The system handles all sorts of contingencies really well, like if one of the resource types dries up then the belt will generally not saturate, it will just end up with a smattering of the other types recirculating, leaving plenty of room for the missing type to enter when it becomes available again. It also deals well with uneven consumption, as whichever resource is consumed most will be allowed to enter the most.
Rainbow Belt: Science Pack 3
In this screenshot the output isn't being used much and it has backed up. The rainbow belt is wonderfully mixed up. Under clogged conditions the occasional spurt of resources will be allowed in, which is why there is banding (the banding is moderated by the action of the splitter). But when the resources are being consumed quickly all the resources will be allowed to enter simultaneously and will be mixed homogeneously - this is why a rainbow belt setup generally permits the full throughput of the belt to be used, if everything is being used it is perfectly mixed.

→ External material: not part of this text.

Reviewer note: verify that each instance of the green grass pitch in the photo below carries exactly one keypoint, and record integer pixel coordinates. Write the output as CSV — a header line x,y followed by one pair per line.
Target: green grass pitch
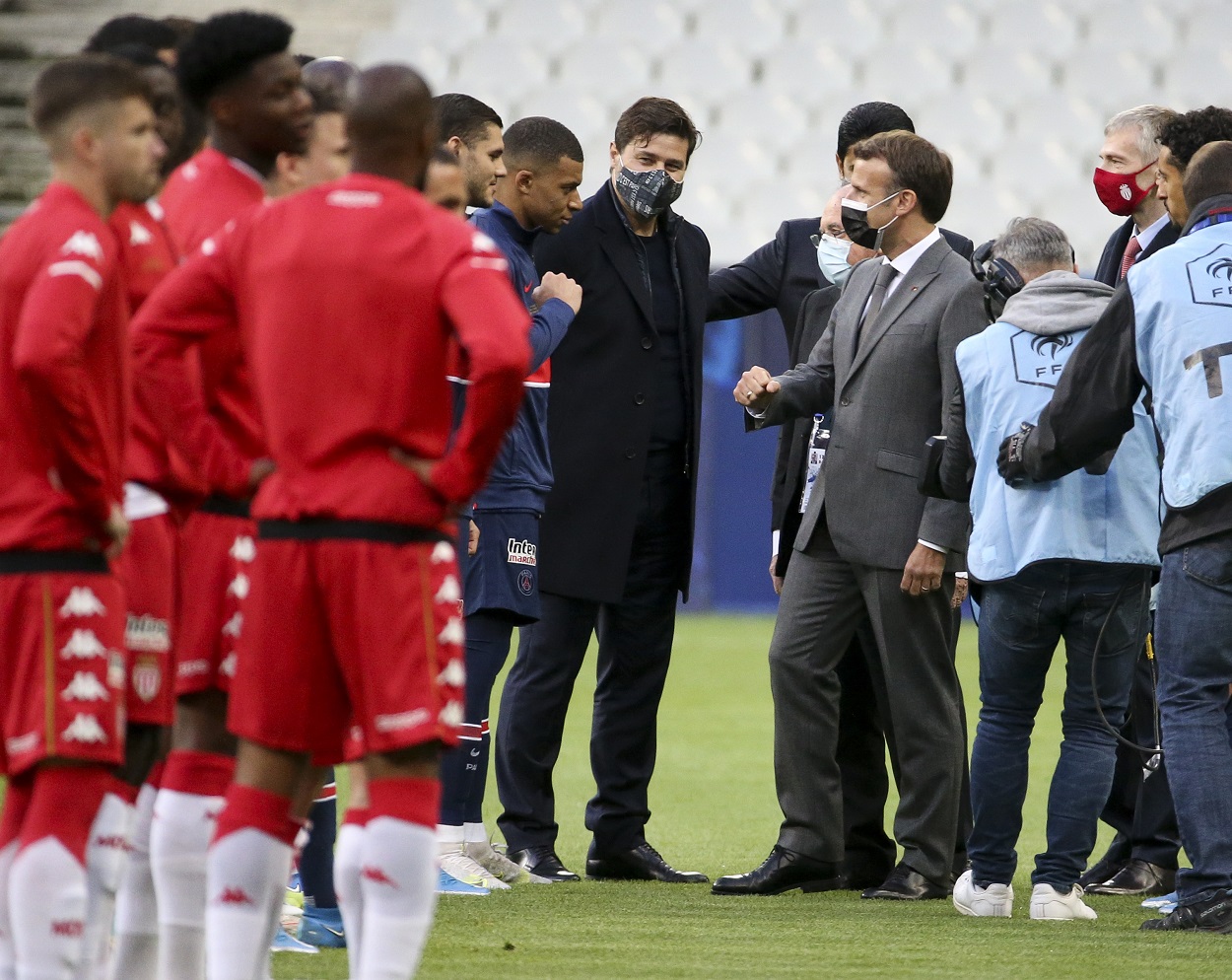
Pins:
x,y
715,811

Rainbow Belt: Red Circuits (1 lane only)
One use of the rainbow belt is economizing on belts, another use is when you literally only have room for one belt due to beacons (note: I am religiously opposed to underground belt braiding).
In the case of advanced circuits resources are used in a 2:1:1 ratio, in such a case one lane can be dedicated - in this case the copper cable is allowed on unconditionally and the circuit belt logic is used to moderate plastic and electronic circuit inflow.
As I noted before, the rainbow belt setup is really quite robust. It handles things like being starved well, without saturating or jamming. (Note: In the above setup I used a filter inserter for each resource type, there's no particular reason, I was just trying something)
Count Perfect Mixing
A rainbow belt is a thing of terrible beauty, artistic, slightly chaotic, possibly evil. It probably drives some pedants loopy just looking at it (I on the other hand, love watching my rainbow belts).
But happily, I also have a count perfect system, once again with advanced circuits which use the handy 2:1:1 ratio:
This one uses an arithmetic combinator as a signal repeater to remember the count of items which have passed through the connected belts.
- Both connected belts are set to read belt contents in pulse mode.
- The plastic belt is set to "Plastic < Electronic Circuits"
- The electronic circuits belt is set to "Electronic Circuits < Plastic"
- The constant combinator sends a "Electronic Circuits = -1" signal to one of the belts to break the deadlock.
- Since either one belt or the other is always operating there is always a full belt of content entering the splitter.